Writing MFA alumnus Garth Martens was the 2011 poetry winner in the Bronwen Wallace Awards, and alumna Marjorie Celona won for fiction in 2008. The RBC Bronwen Wallace Award rewards writers who are under age 35 and unpublished in book form, and alternates between poetry and fiction each year.

Madeline Sonik

Madeline Sonik

Meanwhile, longtime Writing instructor Madeline Sonik and current student K’ari Fisher are both on the 12-writer shortlist for the Exile Quarterly $15,000 Carter V. Cooper short fiction prize.  Regardless of where they place in the contest, both will als be included in the forthcoming CVC4 Anthology. The winner of the  Carter V. Cooper short fiction prize will be announced at the end of May.

Congratulations also go out to Writing alum Ashley Little for her pair of wins at the BC Book Prizes in May: her book The New Normal won the Sheila A. Egoff Children’s Literature Prize while her other book Anatomy of a Girl Gang picked up the Ethel Wilson Fiction Prize!

FH259Also in the “recent winner” category is alumna Kayla Czaga, who won first the $2,000 first-place prize in The Fiddlehead‘s 23rd annual Ralph Gustafson Poetry Prize for her piece, “That Great Burgundy-Upholstered Beacon of Dependability.” Honourable mention in that same category also went to MFA alumna Kyeren Regehr for her poem, “Dorm Room 214, who picked up $250.

Two Writing department playwrights were also recently announced as winners of Theatre BC’s 2013 Playwriting Competition.

Sheldon Seigel (left) with Writing professor Maureen Bradley

Sheldon Seigel (left) with Writing professor Maureen Bradley

Congratulations to current undergrad Shedon Seigel and MFA grad Peter Boychuk. Siegel’s play Last Fall was selected as the winner of the One Act competition from a field of 23 entries, while Boychuk’s one-act play Gamergrlz was awarded the Special Merit prize. (Interesting side-note: Seigel’s play emerged from WR203, the second-year playwriting workshop, and was presented as a SATCO workshop production in the Department of Theatre in 2013.)

Seigel was also recently in the news as one of the final five finalists in the infamous Three-Day Novel Writing Contest.  And Boychuk garnered media attention with a full production of his play Shelter from the Storm by Touchstone Theatre at Vancouver’s fabled Firehall Arts Centre in 2012.

Peter Boychuk

Peter Boychuk

The winning playwrights will have their plays read by volunteer actors during the week of Theatre BC’s Annual Provincial Theatre Festival “Destination Mainstage”  led by host, jury member and Writing grad Michael Armstrong, July 8-10 at the Thompson Rivers University Actors Workshop Theatre in Kamloops BC.  The Playwrights will also be honored  at the Theatre BC “Destination Mainstage” Awards Ceremony on July 12. Seigel wins $750 and a trophy, while Boychuk receives $500 and a trophy.

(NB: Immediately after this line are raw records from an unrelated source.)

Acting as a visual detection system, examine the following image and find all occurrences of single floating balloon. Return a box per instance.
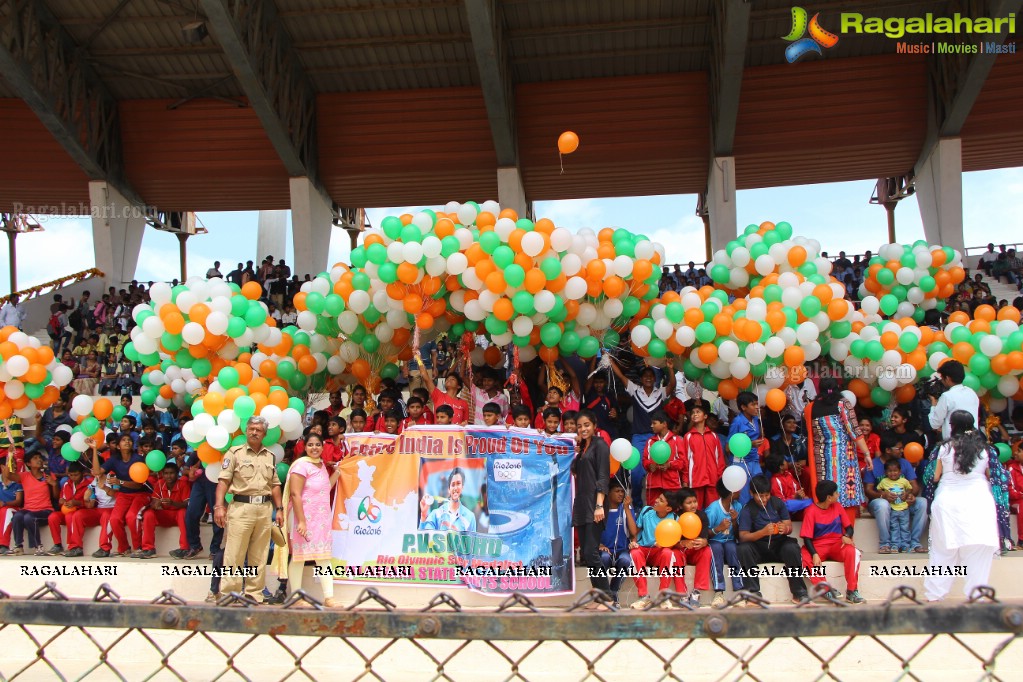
[557,131,579,154]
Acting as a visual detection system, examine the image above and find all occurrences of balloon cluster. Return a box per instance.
[859,241,966,320]
[0,328,71,419]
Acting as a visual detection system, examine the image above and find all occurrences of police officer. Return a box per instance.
[215,416,283,603]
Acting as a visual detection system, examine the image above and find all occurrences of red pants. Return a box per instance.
[631,545,686,595]
[48,511,71,546]
[1,507,14,546]
[680,545,713,592]
[141,508,188,551]
[844,505,860,520]
[69,508,113,551]
[800,536,861,591]
[692,485,718,509]
[109,493,150,551]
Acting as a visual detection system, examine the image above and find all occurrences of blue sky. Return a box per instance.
[6,166,1021,292]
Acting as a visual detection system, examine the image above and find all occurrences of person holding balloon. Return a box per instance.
[628,491,681,610]
[90,433,151,557]
[705,475,747,609]
[674,488,714,608]
[736,475,809,605]
[641,411,685,507]
[138,461,191,559]
[727,392,764,505]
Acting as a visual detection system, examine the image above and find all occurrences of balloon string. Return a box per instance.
[559,152,564,175]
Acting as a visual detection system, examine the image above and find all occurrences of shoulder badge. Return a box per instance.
[222,457,230,469]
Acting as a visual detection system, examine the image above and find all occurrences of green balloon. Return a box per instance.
[665,302,684,324]
[234,395,256,420]
[381,216,402,239]
[877,269,895,286]
[919,275,936,292]
[996,442,1012,464]
[362,335,380,354]
[226,316,247,338]
[61,443,81,462]
[764,284,783,303]
[141,388,158,405]
[578,336,600,358]
[647,338,667,358]
[276,462,289,483]
[400,224,422,244]
[870,386,892,406]
[161,332,183,352]
[146,450,167,472]
[775,222,793,240]
[367,243,388,265]
[350,247,367,269]
[898,334,919,352]
[710,264,730,284]
[831,321,852,339]
[230,294,250,317]
[763,230,781,247]
[484,316,508,336]
[623,297,641,318]
[324,294,345,316]
[191,358,212,378]
[493,245,515,269]
[440,236,460,257]
[516,218,534,231]
[512,291,534,315]
[866,340,885,362]
[504,264,525,287]
[603,329,620,348]
[277,360,296,381]
[262,426,282,447]
[649,440,671,465]
[696,322,717,344]
[800,296,821,317]
[219,367,240,389]
[623,449,641,471]
[540,323,562,347]
[305,292,325,313]
[729,433,752,459]
[479,230,501,254]
[963,373,981,391]
[245,303,267,327]
[559,330,581,354]
[25,383,45,400]
[124,342,140,362]
[879,295,899,316]
[969,354,991,375]
[112,405,127,421]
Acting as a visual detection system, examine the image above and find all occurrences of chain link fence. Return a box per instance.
[0,582,1021,681]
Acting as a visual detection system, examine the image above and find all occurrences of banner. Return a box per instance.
[330,425,575,595]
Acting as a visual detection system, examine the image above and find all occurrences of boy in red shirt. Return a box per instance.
[765,454,811,519]
[401,397,434,431]
[682,400,725,509]
[642,411,686,506]
[800,480,865,604]
[138,462,191,558]
[46,462,92,555]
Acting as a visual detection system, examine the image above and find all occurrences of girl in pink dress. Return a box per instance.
[284,433,342,606]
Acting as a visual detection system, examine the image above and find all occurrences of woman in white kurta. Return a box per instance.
[924,410,998,602]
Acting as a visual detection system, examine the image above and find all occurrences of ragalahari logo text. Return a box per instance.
[357,497,381,523]
[783,7,839,62]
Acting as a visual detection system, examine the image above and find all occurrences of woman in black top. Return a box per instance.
[573,410,611,601]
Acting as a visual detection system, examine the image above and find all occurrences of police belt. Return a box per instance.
[232,495,272,504]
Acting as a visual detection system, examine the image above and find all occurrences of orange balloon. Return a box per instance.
[632,259,653,282]
[586,259,607,281]
[189,303,211,325]
[493,298,514,322]
[597,242,616,260]
[974,304,996,322]
[598,228,615,243]
[484,346,502,366]
[129,462,151,484]
[298,354,317,375]
[684,308,704,328]
[765,388,787,412]
[24,363,46,384]
[783,346,805,367]
[417,313,435,329]
[894,385,917,404]
[403,293,423,314]
[557,131,579,154]
[197,443,222,464]
[997,306,1021,323]
[485,271,506,294]
[250,376,271,398]
[827,299,849,321]
[718,379,739,401]
[525,269,547,294]
[92,398,114,421]
[952,342,974,363]
[538,347,559,364]
[610,456,621,477]
[698,343,718,364]
[241,281,262,300]
[397,262,420,284]
[678,512,702,540]
[268,390,289,410]
[904,442,924,465]
[351,358,370,381]
[654,518,682,548]
[787,245,807,267]
[603,275,626,298]
[713,314,733,337]
[880,332,899,351]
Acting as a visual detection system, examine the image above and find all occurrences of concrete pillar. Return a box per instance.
[289,177,333,277]
[915,138,965,252]
[256,210,288,264]
[707,156,737,255]
[497,166,529,218]
[89,180,145,289]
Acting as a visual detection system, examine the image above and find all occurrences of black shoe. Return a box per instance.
[169,548,188,559]
[64,548,84,557]
[92,548,110,558]
[47,544,64,556]
[846,590,866,604]
[266,588,287,605]
[824,589,844,605]
[139,549,157,559]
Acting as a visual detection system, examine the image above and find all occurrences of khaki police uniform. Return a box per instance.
[218,443,279,601]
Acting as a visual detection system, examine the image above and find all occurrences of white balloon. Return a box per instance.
[521,232,545,257]
[860,296,880,315]
[560,253,582,277]
[457,203,478,226]
[745,342,767,365]
[564,277,587,300]
[192,413,215,438]
[980,335,1002,358]
[280,408,302,432]
[512,316,534,337]
[403,242,424,264]
[721,465,748,493]
[998,375,1019,398]
[260,405,283,429]
[718,340,740,363]
[796,322,819,345]
[446,253,468,276]
[204,311,228,336]
[70,431,88,452]
[150,281,173,306]
[675,326,696,347]
[297,311,317,331]
[175,291,197,314]
[71,394,94,415]
[610,438,632,462]
[765,336,786,358]
[5,355,28,377]
[755,254,775,276]
[348,290,370,314]
[182,322,205,345]
[52,364,73,387]
[206,425,229,450]
[550,227,572,252]
[731,247,750,267]
[3,380,24,399]
[269,444,286,464]
[205,464,222,483]
[142,315,165,339]
[635,241,655,260]
[612,255,633,277]
[603,298,624,318]
[729,358,751,379]
[896,267,915,285]
[653,318,673,341]
[631,325,652,347]
[577,303,597,327]
[534,290,556,314]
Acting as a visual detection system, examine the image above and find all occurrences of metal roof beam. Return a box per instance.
[0,0,141,204]
[709,0,751,157]
[915,0,1021,172]
[200,0,321,185]
[464,0,517,166]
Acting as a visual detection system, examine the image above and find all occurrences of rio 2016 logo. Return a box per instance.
[357,497,381,523]
[783,7,839,62]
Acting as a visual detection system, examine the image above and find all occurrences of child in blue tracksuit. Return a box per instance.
[598,479,636,607]
[704,479,743,608]
[728,392,764,505]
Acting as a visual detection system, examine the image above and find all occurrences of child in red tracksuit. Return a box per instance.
[800,480,865,604]
[139,462,191,558]
[682,401,725,509]
[672,487,714,607]
[46,463,91,555]
[629,492,681,609]
[642,411,686,506]
[1006,444,1023,547]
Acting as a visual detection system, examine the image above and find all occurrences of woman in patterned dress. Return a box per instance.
[804,379,873,518]
[282,433,343,606]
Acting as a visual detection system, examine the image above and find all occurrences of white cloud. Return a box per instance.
[534,198,603,228]
[0,217,94,292]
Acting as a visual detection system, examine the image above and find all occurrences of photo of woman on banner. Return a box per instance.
[419,464,481,533]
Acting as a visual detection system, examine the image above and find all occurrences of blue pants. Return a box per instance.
[888,508,911,551]
[12,509,51,548]
[600,549,632,596]
[630,432,652,510]
[186,476,223,553]
[869,497,927,550]
[711,540,743,592]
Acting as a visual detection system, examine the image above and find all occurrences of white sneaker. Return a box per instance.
[630,596,652,610]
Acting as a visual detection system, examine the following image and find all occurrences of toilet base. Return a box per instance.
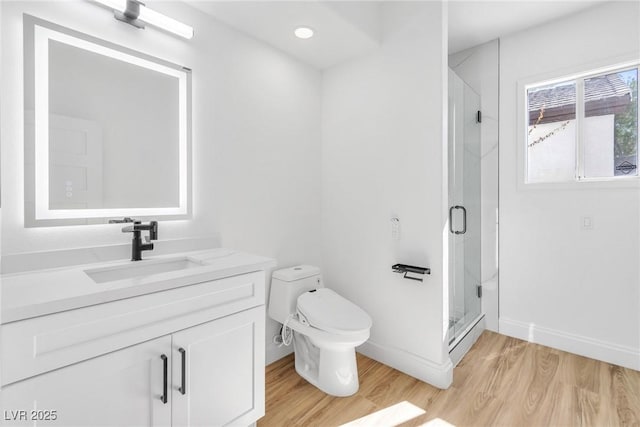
[293,332,360,397]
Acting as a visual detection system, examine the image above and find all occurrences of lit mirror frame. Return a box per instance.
[25,15,191,225]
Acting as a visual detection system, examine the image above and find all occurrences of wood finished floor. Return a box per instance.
[258,331,640,427]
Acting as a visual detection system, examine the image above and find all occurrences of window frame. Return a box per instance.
[521,61,640,187]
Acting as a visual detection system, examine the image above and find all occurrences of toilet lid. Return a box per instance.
[297,288,372,335]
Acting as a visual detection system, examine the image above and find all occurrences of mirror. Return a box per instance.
[24,15,191,226]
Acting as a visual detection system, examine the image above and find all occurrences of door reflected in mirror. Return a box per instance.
[24,15,191,226]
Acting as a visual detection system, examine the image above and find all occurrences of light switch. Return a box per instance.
[391,217,400,240]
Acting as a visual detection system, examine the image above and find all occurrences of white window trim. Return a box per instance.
[517,55,640,191]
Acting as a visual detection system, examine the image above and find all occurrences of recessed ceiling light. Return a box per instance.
[294,27,314,39]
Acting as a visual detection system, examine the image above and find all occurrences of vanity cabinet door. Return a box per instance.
[171,306,265,427]
[0,336,172,427]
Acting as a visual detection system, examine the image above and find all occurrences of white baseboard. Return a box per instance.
[266,344,293,366]
[357,340,453,389]
[499,318,640,371]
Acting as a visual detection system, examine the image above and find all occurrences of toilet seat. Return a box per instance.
[286,317,370,347]
[297,288,372,335]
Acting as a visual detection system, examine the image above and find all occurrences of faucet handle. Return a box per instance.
[121,220,157,236]
[149,221,158,240]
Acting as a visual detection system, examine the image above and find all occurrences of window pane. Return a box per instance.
[584,68,638,178]
[527,82,577,183]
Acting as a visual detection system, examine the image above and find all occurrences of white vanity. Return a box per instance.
[1,249,275,427]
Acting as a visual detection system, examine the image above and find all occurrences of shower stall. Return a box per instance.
[448,69,484,355]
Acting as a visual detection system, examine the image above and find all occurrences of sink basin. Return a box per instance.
[84,257,204,284]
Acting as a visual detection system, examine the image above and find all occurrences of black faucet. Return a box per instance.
[121,220,158,261]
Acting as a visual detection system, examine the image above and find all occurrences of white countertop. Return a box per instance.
[1,248,276,324]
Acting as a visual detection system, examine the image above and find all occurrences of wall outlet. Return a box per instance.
[581,216,593,230]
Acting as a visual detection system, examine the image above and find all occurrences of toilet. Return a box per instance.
[269,265,372,397]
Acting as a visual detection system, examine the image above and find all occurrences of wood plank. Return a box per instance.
[259,331,640,426]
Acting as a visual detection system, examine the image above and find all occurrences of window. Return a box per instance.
[526,65,638,183]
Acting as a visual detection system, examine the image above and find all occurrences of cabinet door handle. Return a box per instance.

Finally, Writing MFA alumna and busy playwright Sally Stubbs will be at Calgary’s Lunchbox Theatre in June, where her script Spinning You Home has been selected for the Suncor Energy Stage One Festival. After a week-long workshop process the play will be presented to the public in a staged reading.

Sally Stubbs

Sally Stubbs

Stubbs’ play Centurions was also selected from 75 cross-Canada submissions to be featured in Nightwood Theatre’s National Play Reading Series, part of the New Groundswell Festival which runs in September in Toronto. The script will receive a workshop and a public reading. Centurionshas also been shortlisted for the 2015 Women Playwrights International Conference in Cape Town.

And, after an intense period of rewrites, Stubbs’ revised script And Bella Sang with Us received a workshop and a very successful public reading at the Firehall Arts Centre’s BC Buds in May 11, and there will be a Winnipeg launch of the published script in October, sponsored by publisher Scirocco Drama.